Statutory rate as adjusted for a single worker.
01/06/2005 to
13/07/2005
$378.66 (NSW Health Dept) $543.46 $164.80
14/07/2005 to
date
$393.81 $543.46 $141.65

Employer’s Evidence

  1. The employer relied on its Report of Injury dated 6 September 2001.  That document described the work done by the worker as being “driving:  assisting clients on and off bus:  general client assistance”.  The normal working hours were said to be “casual as needed” and there is a statement that the number of hours worked by the worker in the preceding financial year were 317.  The hourly rate being paid to the worker was said to be $17.70 under the Motor Bus Drivers & Conductors (State) Award.

  1. There are two group certificates in respect of the financial years ended 30 June 1997 and 1998.  The earlier of these shows that the worker was employed from 13 April 1997 to 30 June 1997 and earned a total of $1,686.00.  For the following year the worker’s earnings with the employer were $4,905.00.  There is a payment summary for the financial year ended 30 June 2004 in respect of the employer in which the amount earned was $78.00.
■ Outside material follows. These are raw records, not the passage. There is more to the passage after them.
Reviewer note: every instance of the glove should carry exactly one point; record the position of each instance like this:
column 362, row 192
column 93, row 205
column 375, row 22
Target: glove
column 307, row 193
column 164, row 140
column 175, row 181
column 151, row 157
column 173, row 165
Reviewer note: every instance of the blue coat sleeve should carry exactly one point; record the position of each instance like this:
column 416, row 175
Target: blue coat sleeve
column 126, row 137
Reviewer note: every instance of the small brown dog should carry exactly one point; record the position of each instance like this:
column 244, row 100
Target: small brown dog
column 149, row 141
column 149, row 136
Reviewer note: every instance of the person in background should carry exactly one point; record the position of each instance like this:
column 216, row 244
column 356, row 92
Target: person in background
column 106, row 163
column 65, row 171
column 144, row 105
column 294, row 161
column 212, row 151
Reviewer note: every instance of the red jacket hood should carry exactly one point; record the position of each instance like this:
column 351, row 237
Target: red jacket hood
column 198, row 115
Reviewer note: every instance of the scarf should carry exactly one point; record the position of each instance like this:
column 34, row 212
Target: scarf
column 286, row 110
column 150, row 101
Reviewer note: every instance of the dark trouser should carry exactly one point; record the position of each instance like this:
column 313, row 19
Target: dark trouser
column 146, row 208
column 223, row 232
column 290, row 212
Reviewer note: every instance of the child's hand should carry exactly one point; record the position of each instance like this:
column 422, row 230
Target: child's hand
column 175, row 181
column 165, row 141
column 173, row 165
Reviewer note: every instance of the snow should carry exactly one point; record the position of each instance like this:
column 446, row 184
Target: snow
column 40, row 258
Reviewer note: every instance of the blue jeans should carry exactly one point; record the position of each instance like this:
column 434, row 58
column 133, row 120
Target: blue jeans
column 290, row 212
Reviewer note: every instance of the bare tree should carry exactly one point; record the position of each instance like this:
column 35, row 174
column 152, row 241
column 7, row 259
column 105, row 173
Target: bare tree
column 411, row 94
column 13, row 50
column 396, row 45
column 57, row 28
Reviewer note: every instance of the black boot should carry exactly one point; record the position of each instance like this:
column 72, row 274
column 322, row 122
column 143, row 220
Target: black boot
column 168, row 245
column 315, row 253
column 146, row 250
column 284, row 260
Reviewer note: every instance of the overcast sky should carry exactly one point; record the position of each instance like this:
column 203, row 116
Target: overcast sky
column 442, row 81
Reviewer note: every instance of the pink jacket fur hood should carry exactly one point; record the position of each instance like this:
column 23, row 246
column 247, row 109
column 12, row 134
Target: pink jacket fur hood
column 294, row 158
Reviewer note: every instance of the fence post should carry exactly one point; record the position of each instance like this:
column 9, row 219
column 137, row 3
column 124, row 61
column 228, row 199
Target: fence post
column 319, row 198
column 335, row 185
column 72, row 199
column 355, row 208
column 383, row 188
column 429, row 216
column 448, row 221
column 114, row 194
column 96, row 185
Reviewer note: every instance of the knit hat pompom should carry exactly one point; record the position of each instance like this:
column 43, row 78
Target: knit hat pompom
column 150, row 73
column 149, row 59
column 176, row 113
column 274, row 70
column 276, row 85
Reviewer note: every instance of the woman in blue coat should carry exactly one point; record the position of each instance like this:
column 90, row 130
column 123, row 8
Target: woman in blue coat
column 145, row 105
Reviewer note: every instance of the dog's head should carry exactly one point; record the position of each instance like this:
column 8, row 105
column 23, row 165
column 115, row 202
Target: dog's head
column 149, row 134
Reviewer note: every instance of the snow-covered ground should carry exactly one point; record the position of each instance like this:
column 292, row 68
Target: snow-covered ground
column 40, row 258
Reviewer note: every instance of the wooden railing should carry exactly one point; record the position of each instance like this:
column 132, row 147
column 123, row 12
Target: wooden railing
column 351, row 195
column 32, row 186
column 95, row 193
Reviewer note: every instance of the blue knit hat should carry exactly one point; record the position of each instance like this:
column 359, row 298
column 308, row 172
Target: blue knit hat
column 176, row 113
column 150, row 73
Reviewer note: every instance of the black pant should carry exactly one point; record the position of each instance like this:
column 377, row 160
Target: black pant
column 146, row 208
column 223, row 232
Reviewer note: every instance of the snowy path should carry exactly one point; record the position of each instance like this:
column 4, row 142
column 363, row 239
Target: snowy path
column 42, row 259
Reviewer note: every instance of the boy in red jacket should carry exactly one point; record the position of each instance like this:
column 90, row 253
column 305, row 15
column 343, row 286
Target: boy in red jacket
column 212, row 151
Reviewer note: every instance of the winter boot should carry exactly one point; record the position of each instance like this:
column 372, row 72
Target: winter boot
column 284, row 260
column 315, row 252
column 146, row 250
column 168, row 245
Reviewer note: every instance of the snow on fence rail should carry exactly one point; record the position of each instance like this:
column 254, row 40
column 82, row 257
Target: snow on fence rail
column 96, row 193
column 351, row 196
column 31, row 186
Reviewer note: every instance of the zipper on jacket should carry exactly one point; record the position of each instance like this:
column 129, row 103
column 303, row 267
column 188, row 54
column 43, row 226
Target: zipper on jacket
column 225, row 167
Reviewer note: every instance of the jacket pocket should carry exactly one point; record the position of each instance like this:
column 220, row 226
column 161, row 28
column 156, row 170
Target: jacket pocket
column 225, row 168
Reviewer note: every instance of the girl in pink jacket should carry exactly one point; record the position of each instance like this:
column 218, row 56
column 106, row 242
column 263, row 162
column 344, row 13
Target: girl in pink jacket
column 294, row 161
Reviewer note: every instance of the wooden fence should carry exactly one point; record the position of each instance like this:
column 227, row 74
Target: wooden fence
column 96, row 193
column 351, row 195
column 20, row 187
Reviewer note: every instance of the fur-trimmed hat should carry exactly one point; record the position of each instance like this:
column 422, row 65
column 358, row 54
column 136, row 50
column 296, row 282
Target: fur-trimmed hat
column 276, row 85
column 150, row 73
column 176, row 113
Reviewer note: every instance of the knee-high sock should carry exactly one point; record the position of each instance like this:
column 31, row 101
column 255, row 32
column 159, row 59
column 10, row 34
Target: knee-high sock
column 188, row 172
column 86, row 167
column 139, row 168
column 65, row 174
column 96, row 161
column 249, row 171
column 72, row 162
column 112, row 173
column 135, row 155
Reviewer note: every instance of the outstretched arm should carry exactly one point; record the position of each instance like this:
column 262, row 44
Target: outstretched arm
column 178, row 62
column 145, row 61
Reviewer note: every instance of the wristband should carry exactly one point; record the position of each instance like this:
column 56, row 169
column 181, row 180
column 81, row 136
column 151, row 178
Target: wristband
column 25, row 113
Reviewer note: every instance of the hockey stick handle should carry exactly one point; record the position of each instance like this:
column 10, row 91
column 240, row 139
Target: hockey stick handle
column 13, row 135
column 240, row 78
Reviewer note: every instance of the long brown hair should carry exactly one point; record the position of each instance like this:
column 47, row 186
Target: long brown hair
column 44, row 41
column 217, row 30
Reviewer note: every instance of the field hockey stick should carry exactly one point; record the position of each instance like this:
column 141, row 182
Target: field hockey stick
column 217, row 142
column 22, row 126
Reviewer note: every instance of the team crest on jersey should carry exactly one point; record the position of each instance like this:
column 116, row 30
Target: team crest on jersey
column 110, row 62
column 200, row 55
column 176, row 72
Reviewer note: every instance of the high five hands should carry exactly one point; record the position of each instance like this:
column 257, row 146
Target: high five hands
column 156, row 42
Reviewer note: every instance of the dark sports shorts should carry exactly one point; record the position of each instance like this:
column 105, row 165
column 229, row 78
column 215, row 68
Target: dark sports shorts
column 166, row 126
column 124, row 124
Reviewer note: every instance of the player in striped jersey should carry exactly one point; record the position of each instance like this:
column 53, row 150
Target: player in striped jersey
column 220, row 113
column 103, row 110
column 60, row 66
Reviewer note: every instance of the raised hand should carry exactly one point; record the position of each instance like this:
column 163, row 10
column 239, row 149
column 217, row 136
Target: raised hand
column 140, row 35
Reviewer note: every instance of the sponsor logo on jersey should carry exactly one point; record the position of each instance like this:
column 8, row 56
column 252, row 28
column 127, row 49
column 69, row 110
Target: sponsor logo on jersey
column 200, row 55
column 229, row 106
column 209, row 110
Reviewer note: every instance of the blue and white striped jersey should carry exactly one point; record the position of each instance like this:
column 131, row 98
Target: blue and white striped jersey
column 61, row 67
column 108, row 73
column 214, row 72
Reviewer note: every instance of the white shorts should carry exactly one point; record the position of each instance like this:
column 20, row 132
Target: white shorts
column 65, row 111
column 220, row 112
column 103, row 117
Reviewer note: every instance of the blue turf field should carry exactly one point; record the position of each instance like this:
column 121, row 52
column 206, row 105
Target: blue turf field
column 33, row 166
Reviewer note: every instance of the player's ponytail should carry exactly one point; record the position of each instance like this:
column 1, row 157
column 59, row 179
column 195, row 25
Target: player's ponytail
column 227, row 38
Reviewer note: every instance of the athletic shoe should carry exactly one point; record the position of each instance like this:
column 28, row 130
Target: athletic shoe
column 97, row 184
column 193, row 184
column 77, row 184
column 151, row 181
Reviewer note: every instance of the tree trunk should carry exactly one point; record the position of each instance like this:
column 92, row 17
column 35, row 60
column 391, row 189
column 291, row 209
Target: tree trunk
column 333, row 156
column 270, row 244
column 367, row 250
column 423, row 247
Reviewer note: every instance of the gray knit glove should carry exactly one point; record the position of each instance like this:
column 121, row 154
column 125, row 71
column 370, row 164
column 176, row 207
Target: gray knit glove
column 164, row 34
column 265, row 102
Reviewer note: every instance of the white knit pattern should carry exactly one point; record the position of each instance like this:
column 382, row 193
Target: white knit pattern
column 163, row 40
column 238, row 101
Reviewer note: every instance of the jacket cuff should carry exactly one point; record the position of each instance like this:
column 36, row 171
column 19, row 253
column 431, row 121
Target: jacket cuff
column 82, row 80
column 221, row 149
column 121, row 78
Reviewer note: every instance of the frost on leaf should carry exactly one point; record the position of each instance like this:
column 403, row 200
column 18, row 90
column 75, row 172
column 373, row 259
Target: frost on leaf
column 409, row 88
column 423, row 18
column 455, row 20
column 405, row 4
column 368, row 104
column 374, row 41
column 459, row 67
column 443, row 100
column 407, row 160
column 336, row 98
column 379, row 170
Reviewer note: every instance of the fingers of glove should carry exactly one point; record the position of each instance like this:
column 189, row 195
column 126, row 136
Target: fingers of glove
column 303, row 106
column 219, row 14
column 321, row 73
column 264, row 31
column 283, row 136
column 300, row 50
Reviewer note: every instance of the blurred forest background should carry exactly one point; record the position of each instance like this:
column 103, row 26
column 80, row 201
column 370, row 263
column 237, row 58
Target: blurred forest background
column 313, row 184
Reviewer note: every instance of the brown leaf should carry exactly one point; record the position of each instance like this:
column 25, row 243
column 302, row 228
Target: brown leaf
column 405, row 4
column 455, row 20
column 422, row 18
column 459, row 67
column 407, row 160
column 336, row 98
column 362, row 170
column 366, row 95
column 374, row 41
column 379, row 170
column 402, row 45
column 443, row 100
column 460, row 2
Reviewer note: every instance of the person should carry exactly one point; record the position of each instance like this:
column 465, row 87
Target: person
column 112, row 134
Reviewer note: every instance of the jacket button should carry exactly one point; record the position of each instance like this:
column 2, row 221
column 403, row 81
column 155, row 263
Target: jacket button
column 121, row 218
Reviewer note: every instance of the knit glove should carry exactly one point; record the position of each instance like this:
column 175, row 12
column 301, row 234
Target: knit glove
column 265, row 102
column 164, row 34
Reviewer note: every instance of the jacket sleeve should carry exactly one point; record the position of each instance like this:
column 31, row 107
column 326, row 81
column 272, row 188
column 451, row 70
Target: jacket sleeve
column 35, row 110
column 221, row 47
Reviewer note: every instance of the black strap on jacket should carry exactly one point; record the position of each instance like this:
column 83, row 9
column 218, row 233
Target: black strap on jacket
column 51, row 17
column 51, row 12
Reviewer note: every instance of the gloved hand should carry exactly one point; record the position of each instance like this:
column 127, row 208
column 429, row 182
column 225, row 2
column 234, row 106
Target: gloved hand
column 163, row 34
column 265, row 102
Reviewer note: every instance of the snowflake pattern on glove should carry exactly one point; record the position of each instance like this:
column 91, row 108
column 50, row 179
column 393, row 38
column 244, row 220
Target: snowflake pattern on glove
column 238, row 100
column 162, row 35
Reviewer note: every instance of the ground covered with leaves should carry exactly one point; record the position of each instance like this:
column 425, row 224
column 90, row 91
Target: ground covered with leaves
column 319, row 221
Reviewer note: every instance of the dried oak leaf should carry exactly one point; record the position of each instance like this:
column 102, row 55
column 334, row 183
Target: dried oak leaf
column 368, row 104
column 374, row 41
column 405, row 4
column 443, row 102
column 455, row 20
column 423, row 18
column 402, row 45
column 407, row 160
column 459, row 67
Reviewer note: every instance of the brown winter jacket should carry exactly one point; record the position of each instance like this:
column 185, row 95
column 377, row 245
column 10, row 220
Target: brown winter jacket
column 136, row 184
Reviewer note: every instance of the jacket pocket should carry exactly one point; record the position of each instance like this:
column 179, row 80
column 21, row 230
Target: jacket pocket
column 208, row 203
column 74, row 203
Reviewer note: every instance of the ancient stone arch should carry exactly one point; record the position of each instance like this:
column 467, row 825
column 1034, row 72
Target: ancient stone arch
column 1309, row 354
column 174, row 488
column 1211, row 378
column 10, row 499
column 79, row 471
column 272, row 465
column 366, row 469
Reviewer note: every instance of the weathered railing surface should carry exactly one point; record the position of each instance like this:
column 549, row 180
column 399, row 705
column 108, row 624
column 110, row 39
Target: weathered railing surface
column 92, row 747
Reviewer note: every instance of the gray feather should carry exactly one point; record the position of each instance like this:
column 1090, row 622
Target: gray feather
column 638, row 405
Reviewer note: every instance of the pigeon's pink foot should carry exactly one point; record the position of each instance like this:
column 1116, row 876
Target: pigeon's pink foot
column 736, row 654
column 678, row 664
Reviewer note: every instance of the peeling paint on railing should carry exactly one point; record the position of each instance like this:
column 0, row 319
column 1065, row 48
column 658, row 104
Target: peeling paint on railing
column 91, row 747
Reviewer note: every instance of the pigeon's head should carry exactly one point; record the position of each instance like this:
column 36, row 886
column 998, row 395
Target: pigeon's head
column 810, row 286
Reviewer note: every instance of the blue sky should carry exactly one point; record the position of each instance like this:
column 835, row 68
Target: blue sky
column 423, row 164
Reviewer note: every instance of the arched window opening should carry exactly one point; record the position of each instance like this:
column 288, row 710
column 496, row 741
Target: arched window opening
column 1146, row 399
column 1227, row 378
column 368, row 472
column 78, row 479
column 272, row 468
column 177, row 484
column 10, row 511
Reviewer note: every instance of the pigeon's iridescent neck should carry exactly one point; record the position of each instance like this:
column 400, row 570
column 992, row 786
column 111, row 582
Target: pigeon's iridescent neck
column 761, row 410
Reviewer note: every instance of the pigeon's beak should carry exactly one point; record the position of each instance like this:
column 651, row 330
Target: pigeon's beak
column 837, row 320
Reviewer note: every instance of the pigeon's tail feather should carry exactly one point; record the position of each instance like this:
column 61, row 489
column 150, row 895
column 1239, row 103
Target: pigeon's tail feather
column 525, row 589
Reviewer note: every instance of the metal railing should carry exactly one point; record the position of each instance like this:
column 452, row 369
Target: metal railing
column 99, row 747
  1. On 19 October 2001 QBE received an undated statutory declaration from the worker advising that he had been working for the employer 15 hours per week, $17.00 per hour with five years service.  In addition he had worked and continued to work for a number of other community transport private organisations and individual clients as a community transport driver.  These were listed as:

Hornsby Ku-ring-gai Community Transport (Manager C. Ryan);

Turramurra/Northaven Retirement Village (P. Kennedy), Turramurra, and

DARTS (Disabled Alternative Road Travel Service) Manager J. Bray, Chatswood total 34 hours per week.

He said he was already losing clients because of his lost time with injury and was reluctant to inform other employers of his circumstances for the same reason.

  1. On 24 October 2001 in response to a request from QBE the worker faxed a document to it in relation to his employment details.  These were as follows:

“Employer:  Lower North Shore Community Transport (indistinct) $17.00 per hour

Hornsby Ku-ring-gai CT/Northaven Retirement Village 6 hours p.w. $17.00 p.h.

DARTS (Disabled Alternative Road Travel Service) 16 hours p.w. $17.00 p.h.”

  1. On 26 November 2001 the worker advised that he had not been able to obtain suitable duties of more than a half to two hours per week from other employers since 29 September 2001.

  1. On 15 February 2002 the worker faxed to QBE an advice which was as follows:

    “Commencing 14/2/02 employed 3 hours per week with Northaven Retirement Village for the near future any variation in hours will be supplied.”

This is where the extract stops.